Writer Bonnard Lawson

Maître Pierre-Yves Lucas, avocat installé à Dubaï, est spécialisé dans la rédaction de contrats et dans les montages juridiques relatifs à tous types de transactions commerciales et en matière d’arbitrage international. Il nous parle aujourd’hui de son métier, des problématiques rencontrées, mais aussi de son ressenti sur la place des Français et des entreprises françaises au sein des pays du Golf.

Lepetitjournal.com/Dubaï : En mai 2015, vous finalisez un partenariat de votre cabinet d’avocat parisien TRILLAT & ASSOCIES avec le cabinet BONNARD LAWSON à Dubai. Pouvez-vous nous présenter votre parcours professionnel ?

Je suis d’origine bretonne, je suis donc toujours un peu tourné vers le large. J’ai commencé à étudier le droit à Rennes pour finir mes études de droit maritime en Angleterre puis aux Etats Unis. J’ai notamment un master en droit maritime. C’est une spécialisation qui vous demande de voyager énormément, ce qui ne me déplaît guère ayant vite été attiré par la vie à l’étranger. J’ai intégré le cabinet parisien GIDE LOYRETTE NOUEL, mais mon envie de partir à l’international me démangeait chaque jour un peu plus. C’est ainsi que j’ai été envoyé à Riyad pour prendre la direction du bureau saoudien de ce cabinet parisien. J’y suis resté avec ma famille cinq ans. J’ai travaillé essentiellement pour des entreprises françaises spécialisées dans les domaines tels que le pétrole et le BTP, mais aussi pour l’État français et ses officines dans le domaine de l’armement. Je me suis spécialisé dans la rédaction de contrats pour des projets porteurs ce qui est très positif comme démarche contrairement à l’activité contentieuse à certains égards, anti-économique. Par exemple, nous nous occupions de rédiger des contrats dans le cadre des ventes de sous-marins, contrats qui rapprochent les pays qui se retrouvent engagées dans une sorte d’obligation de réussite ou de bon résultat.

Nous sommes ensuite rentrés à Paris afin que nos enfants poursuivent leurs scolarités. Après plusieurs années, j’ai rejoint le cabinet TRILLAT & ASSOCIES en tant qu’associé toujours dans le domaine de l’arbitrage et des transactions internationales et ai donné des cours de droit international à l’Université Paris V. Cette étape française ne m’a pas empêché de voyager encore dans de nombreux pays. Puis l’année dernière, connaissant déjà bien la région, nous avons décidé avec mes partenaires d’ouvrir un bureau à Dubaï.

Vous qui avez voyagé et travaillé dans de nombreux pays, pourquoi avoir choisi cette destination ?

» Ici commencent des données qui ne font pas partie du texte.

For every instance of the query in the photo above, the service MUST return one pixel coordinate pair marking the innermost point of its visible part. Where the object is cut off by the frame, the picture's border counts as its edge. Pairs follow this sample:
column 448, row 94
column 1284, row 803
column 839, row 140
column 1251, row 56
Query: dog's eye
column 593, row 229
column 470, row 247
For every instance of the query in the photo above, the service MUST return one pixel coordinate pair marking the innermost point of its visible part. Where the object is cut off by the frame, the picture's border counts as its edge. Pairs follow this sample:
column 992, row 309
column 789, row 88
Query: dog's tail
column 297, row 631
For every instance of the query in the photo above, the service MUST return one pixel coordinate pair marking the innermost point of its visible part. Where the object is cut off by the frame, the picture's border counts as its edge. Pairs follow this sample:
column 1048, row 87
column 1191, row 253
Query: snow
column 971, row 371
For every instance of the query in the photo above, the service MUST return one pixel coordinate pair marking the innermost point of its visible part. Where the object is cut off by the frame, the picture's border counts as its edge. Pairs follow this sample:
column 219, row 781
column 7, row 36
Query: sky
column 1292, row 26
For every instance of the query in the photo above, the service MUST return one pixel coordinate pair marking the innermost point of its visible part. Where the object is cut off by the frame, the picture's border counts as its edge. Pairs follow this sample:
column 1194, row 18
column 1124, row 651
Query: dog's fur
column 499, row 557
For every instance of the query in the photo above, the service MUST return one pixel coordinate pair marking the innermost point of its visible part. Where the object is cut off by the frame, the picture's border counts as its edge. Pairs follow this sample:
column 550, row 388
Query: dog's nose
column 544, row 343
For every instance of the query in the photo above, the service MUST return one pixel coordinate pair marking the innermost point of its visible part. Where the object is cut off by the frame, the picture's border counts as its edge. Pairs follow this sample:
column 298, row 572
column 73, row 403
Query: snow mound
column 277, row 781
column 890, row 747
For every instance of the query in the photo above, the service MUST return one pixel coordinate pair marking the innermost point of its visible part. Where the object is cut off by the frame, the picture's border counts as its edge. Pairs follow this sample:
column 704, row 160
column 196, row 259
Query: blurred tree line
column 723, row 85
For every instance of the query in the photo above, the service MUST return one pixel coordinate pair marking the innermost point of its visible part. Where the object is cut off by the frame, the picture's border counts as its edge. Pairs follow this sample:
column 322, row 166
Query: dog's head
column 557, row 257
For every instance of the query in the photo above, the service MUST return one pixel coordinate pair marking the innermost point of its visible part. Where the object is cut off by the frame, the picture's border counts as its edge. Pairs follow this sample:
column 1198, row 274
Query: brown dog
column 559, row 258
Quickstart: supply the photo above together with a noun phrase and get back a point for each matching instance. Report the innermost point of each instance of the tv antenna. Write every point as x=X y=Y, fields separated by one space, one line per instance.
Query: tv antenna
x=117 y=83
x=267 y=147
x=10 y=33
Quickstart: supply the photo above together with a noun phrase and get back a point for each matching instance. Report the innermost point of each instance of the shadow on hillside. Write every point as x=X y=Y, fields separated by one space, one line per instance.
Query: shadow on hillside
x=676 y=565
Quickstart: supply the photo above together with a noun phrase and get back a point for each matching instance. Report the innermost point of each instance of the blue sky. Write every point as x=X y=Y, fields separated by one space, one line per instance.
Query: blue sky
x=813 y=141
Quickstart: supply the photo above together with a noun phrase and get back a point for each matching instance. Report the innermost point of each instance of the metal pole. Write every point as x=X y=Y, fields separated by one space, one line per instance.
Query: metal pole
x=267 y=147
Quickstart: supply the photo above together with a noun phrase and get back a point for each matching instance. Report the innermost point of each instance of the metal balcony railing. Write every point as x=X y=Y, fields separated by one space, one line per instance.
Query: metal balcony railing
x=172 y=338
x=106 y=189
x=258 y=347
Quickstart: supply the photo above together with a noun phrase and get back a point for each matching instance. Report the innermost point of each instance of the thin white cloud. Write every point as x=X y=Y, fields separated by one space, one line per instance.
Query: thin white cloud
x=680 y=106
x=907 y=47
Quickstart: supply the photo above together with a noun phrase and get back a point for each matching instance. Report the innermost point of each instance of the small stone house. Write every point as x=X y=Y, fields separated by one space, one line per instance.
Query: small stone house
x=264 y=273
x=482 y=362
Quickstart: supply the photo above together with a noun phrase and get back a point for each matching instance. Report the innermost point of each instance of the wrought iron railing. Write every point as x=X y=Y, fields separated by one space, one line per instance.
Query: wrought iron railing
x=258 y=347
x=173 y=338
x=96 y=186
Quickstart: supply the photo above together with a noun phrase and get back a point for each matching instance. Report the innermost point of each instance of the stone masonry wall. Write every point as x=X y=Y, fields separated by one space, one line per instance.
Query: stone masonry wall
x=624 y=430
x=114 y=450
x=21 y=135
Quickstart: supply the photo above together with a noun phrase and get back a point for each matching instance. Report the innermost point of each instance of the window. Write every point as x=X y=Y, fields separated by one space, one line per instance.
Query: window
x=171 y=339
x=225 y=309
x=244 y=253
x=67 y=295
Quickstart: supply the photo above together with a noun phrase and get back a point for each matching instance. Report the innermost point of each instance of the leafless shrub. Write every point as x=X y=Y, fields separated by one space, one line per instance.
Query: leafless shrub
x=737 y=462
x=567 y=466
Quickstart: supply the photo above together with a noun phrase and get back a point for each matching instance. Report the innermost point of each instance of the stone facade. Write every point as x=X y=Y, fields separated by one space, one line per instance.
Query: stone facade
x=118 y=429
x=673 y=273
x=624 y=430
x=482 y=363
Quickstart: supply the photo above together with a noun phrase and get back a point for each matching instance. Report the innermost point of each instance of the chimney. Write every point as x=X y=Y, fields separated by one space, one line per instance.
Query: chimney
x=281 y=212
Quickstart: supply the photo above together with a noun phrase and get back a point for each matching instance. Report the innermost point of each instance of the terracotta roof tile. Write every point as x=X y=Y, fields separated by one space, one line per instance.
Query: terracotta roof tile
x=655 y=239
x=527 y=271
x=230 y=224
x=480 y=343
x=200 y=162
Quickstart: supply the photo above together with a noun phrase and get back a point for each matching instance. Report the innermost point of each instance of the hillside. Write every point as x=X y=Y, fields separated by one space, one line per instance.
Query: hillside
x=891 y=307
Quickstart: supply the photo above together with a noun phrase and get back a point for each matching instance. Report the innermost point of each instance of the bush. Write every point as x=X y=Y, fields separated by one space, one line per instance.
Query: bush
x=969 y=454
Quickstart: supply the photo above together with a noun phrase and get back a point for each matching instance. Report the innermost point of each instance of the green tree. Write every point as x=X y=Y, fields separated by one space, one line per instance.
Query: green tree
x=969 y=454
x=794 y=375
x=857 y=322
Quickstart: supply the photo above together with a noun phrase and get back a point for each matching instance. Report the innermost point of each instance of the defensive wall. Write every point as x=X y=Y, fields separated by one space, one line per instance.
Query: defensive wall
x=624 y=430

Je me suis toujours plu dans les pays arabes, c’est un peuple très accueillant. Ma première expatriation familiale, qui fut donc en Arabie Saoudite à Riyad, était une destination choisie et fut une expérience heureuse. Le choix de Dubaï, aujourd’hui, vient du fait que c’est une place économique en pleine expansion. De nombreuses entreprises françaises s’y implantent chaque année. C’est aussi un Hub qui vous permet de développer vos activités à l’international avec une très grande sécurité juridique. A cet égard, il est très intéressant de souligner le fait que les bases juridiques, contractuelles et comptables des Émirats Arabes Unis sont d’origine française. En effet, le droit civil dans la région provient du code napoléonien qui a été importé par les Égyptiens et ne provient en aucun cas des anglo-saxons. Il est donc tout à fait légitime d’ouvrir un cabinet français à Dubaï.

Présentez-nous les problématiques auxquelles votre cabinet répond ?  

Nous intervenons essentiellement dans l’accompagnement des entreprises qui souhaitent s’implanter ou qui exercent une activité à Dubaï ou à partir de Dubaï. Il y a beaucoup de problématiques qui se posent quand vous souhaitez ouvrir une société et des pièges qu’il faut savoir éviter. Par exemple, beaucoup pensent naïvement qu’il suffit de s’installer dans une zone franche afin de se soustraire de toute contrainte et notamment du sponsorship local. C’est vrai qu’avec plus d’une vingtaine de zones franches dans les EAU, c’est assez tentant. Tout d’abord, il faut noter qu’être en zone franche, ne vous exonérera pas d’avoir une licence qu’il conviendra de renouveler tous les ans. De plus, être en zone franche, vous permet, certes, de commercialiser votre activité dans les pays de la région et ailleurs, mais en aucun cas avec les entreprises locales ou sur le territoire des EAU. Point souvent oublié par les principaux intéressés qui peuvent vite se retrouver dans l’illégalité. L’absence de sponsor ou d’imposition n’est pas à ce point permissive.

Nous occupons aussi des ressortissants pour les testaments et la garde des enfants. La responsabilité des dirigeants français d’entreprises à la lumière de la récente loi sur la liquidation prend un nouveau relief. Enfin, l’évolution de la jurisprudence nécessite de revisiter les accords passés avec les sponsors lesquels sont extrêmement exposés par la nouvelle réglementation contre la dissimulation commerciale.

Si vous aviez un message à faire passer aux entreprises françaises installées aux Émirats, quel serait-il ?

Le message est assez simple : jouer la carte du savoir-faire français ! Les relations entre nos deux pays sont très fortes. Nous avons une présence militaire importante dans la région, signe des relations étroites entre nos deux nations. Il y a beaucoup de Français aux spécialités très pointues installés à Dubaï et qui ne sont pas assez visibles. Nous avons des atouts incroyables que nous devons exploiter plus largement ; tout le monde y serait gagnant. Et l’initiative du FBC ‘’Speed Meetings’ de faire se rencontrer les petites et les grandes entreprises françaises dont le LPJ s’est fait l’écho, va vraiment dans le bon sens.